• Written By: Michael Vaphiades, DO

    The authors of this article in the May 15 issue of Neurology retrospectively analyzed a multicenter cohort of patients with two rare organ-specific autoimmune diseases: aquaporin-4 antibody mediated (AQP4-Ab) neuromyelitis optica spectrum disorder (NMOSD) and acetylcholine receptor antibody mediated (AChr-Ab) myasthenia gravis (AChR-MG). They conclude that the association of MG and NMOSD occurs much more frequently than by chance.

    The MG patients followed a benign course and, although most patients had MG and a thymectomy prior to the onset of NMOSD, it can occur first and in patients who have not undergone thymectomy. The authors suggest routine blood testing for thyroid disease and NMO in patients with early-onset MG.

    The study included 16 patients identified from the databases of nine neurology centers worldwide. All of the patients had early-onset AChR-MG, the majority with mild generalized disease, and a high proportion achieved remission. Fifteen were female.

    In 14 of the 16 patients, MG preceded NMOSD by a median of 16 years, and 11 of them had undergone a thymectomy, although one after NMOSD onset. In four of five patients tested, AQP4-Abs were detectable between four and 16 years prior to disease onset, including two patients with detectable AQP4-Abs prior to thymectomy.

    AChR-Abs levels decreased and AQP4-Ab levels increased over time in concordance with the relevant disease. AChR-Abs were detectable at NMOSD onset in the one sample available from one of the two patients with NMOSD before MG.

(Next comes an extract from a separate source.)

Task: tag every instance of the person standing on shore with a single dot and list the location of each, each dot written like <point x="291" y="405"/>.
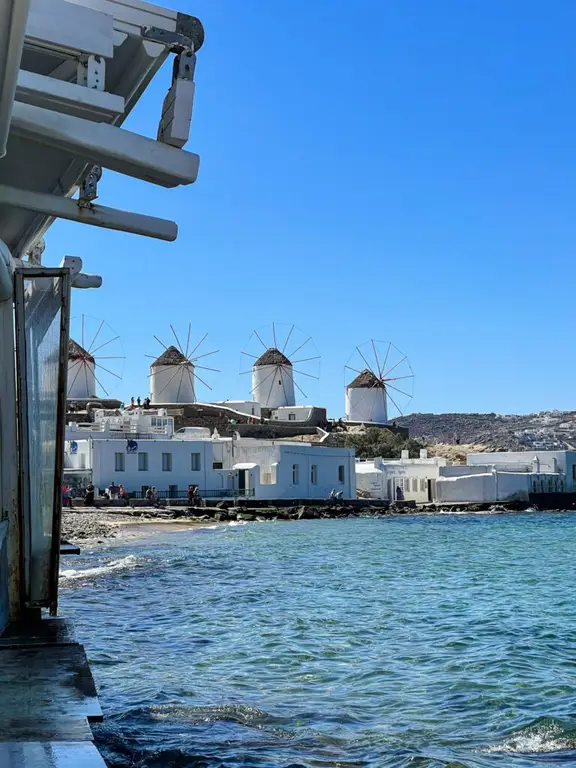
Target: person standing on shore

    The authors conclude that AChR-Abs or AQP4-Abs may be present years before onset of the relevant disease. They say that since clinical and laboratory features of the individual diseases and their time courses remain unchanged in patients with both conditions, this suggests coincident diseases. However, the relative increase in prevalence of patients with both AQP4-NMOSD and AChR-MG suggests these patients have a predisposition to autoimmunity, but the dynamics of the individual diseases remain unchanged.